• Welcome to ASR. There are many reviews of audio hardware and expert members to help answer your questions. Click here to have your audio equipment measured for free!

Modern Class D amplifier recommendation for ML electostats?

In @SIY 's review, he mentions/notes the SR (sample rate) of the AP's A/D in various tests, but not the actual measurement bandwidth he selected. So who knows what's going on with the HF THD. I reckon the steps are just the harmonics falling off the top of the measurement bandwidth. And why 12.5kHz? So the first harmonic is outside the measurement BW?
No, the "steps" are the same as we've seen before, nonmonotonic THD at middle power levels for the higher test frequencies. Stuart's are a little different than Amir's, perhaps partly difference in analyzer and frequency sweep resolution? This is the plot from Amir's data here on ASR (to avoid any copyright issues pasting Stuart's picture):

1720056120558.png


I'd love to know the cause, don't remember if I have heard it. Rising at high frequency is typical of all amplifiers due to reduced feedback (loop gain falling), but the GBW of these class D amps is stinkin' high, and falling loop gain does not explain the falling THD after the peak as power continues to increase. Probably obvious, just beyond the grasp of my little pea brain, but cannot say I have thought about it much. @SIY, do you know?
 
Last edited:
Last edited:
@SIY I was just curious does Purifi's 1ET400A perform poorly in this regard, I believe you reviewed it favourably here https://audioxpress.com/article/fre...d-audio-bosc-and-purifi-audio-eigentakt-eval1

Is Hypex's Nilai & NCx500 OEM amps significantly better in this situation?
The Nilai was better with a capacitive load on the test bench than the NCx or 1ET400A. How that translates to the MLs is not something I can answer since I've never had a pair of those, but all of them worked absolutely fine with my Quad 988s. The Nilai might be the safest choice for this particular oddball load.
 
The Nilai was better with a capacitive load on the test bench than the NCx or 1ET400A.
Does the PSU design used not also play a major role :rolleyes:
 
The capacitive load of the electrostatic panel is (at least in my case) fed by a step-up transformer (maybe 100:1 winding) to give the signal the high voltage necessary to drive the panel.
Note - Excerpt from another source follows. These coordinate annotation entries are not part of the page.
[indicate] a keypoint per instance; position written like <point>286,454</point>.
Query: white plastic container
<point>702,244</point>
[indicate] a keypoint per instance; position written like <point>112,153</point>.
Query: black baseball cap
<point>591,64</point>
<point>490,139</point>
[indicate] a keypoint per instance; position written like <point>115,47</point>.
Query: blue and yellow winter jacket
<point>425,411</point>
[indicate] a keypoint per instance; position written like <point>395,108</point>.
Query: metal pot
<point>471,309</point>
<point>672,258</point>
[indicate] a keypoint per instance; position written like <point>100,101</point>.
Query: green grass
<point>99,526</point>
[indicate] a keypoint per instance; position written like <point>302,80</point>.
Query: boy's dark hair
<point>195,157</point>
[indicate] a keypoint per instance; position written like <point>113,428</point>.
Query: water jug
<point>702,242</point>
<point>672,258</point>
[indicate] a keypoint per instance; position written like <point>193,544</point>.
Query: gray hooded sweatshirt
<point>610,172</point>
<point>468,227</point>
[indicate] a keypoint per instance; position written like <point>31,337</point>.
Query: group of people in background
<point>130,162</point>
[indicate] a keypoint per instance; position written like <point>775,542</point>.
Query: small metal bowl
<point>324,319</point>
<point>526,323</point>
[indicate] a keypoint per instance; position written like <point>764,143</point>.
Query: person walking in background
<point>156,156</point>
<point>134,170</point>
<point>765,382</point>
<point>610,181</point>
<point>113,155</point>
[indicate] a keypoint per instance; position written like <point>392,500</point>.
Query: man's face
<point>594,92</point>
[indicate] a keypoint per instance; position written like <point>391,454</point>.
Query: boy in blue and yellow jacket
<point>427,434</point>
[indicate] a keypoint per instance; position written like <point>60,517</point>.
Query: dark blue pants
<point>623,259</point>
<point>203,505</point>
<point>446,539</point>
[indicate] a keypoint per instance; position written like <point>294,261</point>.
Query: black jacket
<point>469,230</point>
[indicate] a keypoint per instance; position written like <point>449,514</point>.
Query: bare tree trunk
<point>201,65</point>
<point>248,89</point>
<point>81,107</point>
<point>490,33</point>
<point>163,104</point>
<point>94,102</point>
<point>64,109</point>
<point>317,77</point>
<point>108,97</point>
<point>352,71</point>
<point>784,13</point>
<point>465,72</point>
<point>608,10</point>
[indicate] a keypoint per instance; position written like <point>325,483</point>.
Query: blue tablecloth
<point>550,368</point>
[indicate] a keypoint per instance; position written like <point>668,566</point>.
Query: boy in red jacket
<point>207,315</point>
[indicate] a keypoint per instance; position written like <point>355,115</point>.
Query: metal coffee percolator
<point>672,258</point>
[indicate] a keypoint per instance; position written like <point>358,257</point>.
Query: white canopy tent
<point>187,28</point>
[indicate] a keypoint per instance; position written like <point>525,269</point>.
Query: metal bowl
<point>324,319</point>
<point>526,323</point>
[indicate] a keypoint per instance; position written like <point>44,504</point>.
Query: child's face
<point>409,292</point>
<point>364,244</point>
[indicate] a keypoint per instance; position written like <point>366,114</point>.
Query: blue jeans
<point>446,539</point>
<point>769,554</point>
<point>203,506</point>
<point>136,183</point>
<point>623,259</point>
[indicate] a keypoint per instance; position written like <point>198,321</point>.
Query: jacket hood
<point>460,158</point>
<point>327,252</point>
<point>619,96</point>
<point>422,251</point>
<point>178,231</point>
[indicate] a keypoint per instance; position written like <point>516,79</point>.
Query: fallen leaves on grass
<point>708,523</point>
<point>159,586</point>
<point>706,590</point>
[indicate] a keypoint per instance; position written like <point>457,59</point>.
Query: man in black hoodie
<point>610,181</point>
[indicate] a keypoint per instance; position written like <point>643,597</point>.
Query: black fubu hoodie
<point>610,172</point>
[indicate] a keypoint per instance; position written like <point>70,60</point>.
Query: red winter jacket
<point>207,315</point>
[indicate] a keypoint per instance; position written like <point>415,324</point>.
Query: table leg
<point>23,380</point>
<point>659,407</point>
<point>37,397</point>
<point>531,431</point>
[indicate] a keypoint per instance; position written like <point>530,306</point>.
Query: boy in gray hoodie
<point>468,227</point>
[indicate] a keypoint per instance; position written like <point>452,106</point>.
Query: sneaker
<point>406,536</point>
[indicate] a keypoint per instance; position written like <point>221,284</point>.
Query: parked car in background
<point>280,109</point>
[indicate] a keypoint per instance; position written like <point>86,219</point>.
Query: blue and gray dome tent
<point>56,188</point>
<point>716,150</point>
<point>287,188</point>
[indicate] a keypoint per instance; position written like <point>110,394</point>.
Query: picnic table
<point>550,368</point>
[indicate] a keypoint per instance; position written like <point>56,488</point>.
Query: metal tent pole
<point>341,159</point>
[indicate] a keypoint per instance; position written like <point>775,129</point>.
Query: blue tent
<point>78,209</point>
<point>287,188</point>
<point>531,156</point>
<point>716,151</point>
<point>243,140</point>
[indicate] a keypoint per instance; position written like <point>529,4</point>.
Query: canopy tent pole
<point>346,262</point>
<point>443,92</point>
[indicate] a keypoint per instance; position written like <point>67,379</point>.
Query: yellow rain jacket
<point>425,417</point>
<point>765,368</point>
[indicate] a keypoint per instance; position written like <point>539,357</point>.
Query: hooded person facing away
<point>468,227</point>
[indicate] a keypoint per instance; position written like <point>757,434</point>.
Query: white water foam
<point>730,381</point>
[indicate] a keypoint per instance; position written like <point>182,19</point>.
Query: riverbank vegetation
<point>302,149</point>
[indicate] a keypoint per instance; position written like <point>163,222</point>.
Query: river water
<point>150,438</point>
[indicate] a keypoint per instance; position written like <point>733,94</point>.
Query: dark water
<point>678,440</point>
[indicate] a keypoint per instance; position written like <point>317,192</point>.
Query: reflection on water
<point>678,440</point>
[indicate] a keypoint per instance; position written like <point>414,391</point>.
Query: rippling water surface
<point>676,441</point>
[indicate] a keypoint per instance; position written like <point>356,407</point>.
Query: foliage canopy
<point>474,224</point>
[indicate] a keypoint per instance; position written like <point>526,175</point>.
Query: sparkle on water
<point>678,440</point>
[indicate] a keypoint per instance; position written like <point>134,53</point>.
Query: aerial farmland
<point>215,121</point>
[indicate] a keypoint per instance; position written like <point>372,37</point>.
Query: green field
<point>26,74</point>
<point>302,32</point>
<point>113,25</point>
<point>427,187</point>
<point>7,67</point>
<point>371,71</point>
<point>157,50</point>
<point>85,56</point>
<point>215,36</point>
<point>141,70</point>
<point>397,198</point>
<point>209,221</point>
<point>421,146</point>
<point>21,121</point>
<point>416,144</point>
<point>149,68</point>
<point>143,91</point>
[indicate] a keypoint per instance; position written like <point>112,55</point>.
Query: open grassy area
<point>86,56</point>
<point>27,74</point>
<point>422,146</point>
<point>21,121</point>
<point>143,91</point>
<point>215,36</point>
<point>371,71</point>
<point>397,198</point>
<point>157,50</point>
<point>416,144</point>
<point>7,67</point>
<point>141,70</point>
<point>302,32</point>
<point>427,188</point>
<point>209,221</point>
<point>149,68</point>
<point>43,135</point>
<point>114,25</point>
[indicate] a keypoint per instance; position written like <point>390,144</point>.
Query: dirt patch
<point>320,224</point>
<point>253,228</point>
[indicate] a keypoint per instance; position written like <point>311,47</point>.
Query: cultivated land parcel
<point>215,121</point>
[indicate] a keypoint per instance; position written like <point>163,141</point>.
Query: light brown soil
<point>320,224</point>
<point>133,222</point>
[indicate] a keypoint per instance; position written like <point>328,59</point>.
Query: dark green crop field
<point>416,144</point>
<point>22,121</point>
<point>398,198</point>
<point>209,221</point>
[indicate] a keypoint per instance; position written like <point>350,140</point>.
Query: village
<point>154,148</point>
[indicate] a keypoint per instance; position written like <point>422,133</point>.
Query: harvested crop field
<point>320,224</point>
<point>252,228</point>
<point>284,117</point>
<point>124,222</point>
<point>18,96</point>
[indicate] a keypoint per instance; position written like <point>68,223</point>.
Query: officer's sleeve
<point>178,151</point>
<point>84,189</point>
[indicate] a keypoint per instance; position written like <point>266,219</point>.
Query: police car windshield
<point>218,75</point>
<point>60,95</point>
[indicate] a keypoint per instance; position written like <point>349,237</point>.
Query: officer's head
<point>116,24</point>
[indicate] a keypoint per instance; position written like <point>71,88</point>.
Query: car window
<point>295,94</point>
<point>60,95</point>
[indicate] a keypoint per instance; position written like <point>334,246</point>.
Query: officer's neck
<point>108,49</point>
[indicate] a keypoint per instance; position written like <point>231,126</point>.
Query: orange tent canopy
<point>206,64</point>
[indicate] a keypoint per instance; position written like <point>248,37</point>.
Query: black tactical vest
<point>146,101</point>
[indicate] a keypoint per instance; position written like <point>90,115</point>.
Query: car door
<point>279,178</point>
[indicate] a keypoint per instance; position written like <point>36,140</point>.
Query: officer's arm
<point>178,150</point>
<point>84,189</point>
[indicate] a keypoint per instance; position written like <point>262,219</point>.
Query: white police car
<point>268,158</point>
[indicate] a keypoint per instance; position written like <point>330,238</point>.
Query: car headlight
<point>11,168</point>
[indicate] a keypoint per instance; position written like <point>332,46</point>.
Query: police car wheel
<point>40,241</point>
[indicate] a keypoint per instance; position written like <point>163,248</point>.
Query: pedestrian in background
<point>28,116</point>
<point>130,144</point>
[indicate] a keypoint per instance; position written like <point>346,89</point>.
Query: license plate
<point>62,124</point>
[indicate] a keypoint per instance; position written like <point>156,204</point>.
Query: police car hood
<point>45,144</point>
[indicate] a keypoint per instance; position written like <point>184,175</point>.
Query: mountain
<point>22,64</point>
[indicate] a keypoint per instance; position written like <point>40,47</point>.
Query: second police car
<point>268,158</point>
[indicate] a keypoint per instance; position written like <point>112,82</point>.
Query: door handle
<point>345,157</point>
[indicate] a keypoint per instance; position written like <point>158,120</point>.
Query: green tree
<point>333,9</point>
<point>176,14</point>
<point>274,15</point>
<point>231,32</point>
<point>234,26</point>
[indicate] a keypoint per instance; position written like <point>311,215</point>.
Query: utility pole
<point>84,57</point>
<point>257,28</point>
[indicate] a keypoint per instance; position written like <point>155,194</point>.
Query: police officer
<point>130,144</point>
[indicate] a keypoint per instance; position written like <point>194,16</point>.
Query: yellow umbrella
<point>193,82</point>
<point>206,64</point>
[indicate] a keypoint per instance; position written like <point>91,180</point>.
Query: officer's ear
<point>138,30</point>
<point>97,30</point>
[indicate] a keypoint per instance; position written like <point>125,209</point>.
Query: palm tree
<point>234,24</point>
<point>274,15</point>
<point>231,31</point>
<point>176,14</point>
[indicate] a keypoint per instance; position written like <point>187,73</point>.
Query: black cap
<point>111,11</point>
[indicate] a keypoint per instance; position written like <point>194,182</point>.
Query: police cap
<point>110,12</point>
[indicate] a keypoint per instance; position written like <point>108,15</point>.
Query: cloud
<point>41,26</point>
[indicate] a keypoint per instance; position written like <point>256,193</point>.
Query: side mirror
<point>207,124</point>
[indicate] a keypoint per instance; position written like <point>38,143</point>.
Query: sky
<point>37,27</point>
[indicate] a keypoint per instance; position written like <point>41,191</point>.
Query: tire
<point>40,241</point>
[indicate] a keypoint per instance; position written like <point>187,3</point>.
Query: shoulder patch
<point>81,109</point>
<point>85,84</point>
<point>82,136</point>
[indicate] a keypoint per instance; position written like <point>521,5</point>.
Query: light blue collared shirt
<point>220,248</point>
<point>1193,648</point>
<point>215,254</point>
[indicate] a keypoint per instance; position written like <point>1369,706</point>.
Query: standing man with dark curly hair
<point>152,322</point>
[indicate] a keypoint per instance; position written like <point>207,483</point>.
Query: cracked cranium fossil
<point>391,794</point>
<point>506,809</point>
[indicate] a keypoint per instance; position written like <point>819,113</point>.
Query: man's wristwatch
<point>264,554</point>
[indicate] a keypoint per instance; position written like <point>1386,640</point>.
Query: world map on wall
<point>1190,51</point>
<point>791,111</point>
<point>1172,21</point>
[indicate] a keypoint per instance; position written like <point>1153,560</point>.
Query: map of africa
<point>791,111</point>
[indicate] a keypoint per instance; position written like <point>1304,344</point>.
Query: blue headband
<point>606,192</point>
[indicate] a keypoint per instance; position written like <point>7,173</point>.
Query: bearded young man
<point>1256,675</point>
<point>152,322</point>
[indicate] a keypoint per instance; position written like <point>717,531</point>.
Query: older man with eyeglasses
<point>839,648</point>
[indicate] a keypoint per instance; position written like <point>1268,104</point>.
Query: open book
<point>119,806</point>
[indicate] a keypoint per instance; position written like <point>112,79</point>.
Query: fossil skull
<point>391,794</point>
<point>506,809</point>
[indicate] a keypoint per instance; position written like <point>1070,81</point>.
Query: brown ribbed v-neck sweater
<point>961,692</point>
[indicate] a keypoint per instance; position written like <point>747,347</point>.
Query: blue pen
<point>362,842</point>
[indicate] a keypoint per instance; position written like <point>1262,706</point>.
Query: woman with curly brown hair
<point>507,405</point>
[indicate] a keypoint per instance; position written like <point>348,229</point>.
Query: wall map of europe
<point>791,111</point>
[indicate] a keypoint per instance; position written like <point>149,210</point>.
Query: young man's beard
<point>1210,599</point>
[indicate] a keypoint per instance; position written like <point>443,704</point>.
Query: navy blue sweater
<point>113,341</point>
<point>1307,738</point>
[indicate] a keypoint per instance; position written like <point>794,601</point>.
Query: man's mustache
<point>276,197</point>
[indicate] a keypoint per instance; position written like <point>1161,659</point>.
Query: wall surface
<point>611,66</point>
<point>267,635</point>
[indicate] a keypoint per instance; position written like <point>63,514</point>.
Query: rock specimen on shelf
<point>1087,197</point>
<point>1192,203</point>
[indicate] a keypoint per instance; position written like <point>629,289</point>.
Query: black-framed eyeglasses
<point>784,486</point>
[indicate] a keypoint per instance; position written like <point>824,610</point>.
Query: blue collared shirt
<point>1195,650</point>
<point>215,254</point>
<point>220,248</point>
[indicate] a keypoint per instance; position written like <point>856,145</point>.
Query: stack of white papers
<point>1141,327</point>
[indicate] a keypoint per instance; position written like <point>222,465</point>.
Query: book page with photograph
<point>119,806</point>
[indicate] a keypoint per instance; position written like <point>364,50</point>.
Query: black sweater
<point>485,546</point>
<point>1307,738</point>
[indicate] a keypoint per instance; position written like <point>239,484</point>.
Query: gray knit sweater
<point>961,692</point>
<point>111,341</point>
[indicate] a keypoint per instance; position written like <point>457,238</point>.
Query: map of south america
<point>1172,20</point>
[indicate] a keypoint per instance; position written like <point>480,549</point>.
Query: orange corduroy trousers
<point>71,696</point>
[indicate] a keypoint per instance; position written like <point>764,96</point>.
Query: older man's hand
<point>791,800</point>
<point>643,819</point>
Is that considered in the above conversations?
 
The impedance of every ESL I've seen or measured gets very low at HF due to the capacitive load of the panels. BUT, the transformer coupling means the phase is often actually inductive and not capacitive. I have not looked recently, but a few years back looked at impedance plots for a handful of ESLs and most but not all were inductive over ~1 kHz. Some were capacitive, however.

I can see the PSU limiting power into low impedances but I do not see how it would affect stability unless decoupling is inadequate.
 
I have tortured ESL 57's and Mangepan 3.71 with 1200as2 and with purifi 1ET400A (and Audio Research monos too but that is not for this thread)
Both class D's could drive them loud enough in a big-ish more than 100m² room .Ice seemed to go more if needed,Purifi was really good but close to its limits.
Go for the big Purifis since you need full range.
 
Soundlabs and Acoustats are very much like a capacitor at the upper end. Both reach very low impedance and the phase is lagging by 75 degrees at 20 khz. The phase lags less above 20 khz, but never becomes inductive.

IcePower amps are known to work fine on them in my experience.

I don't know the impedance curve, but Stax electrostatic speakers had a reputation for burning up amps by causing an oscillating condition.

The change to inductance just above 20 khz on my Quad ESL 63s caused tube amps connected to them to have a mild ultrasonic resonance. With some it was enough to just lift the response a bit below 20 khz.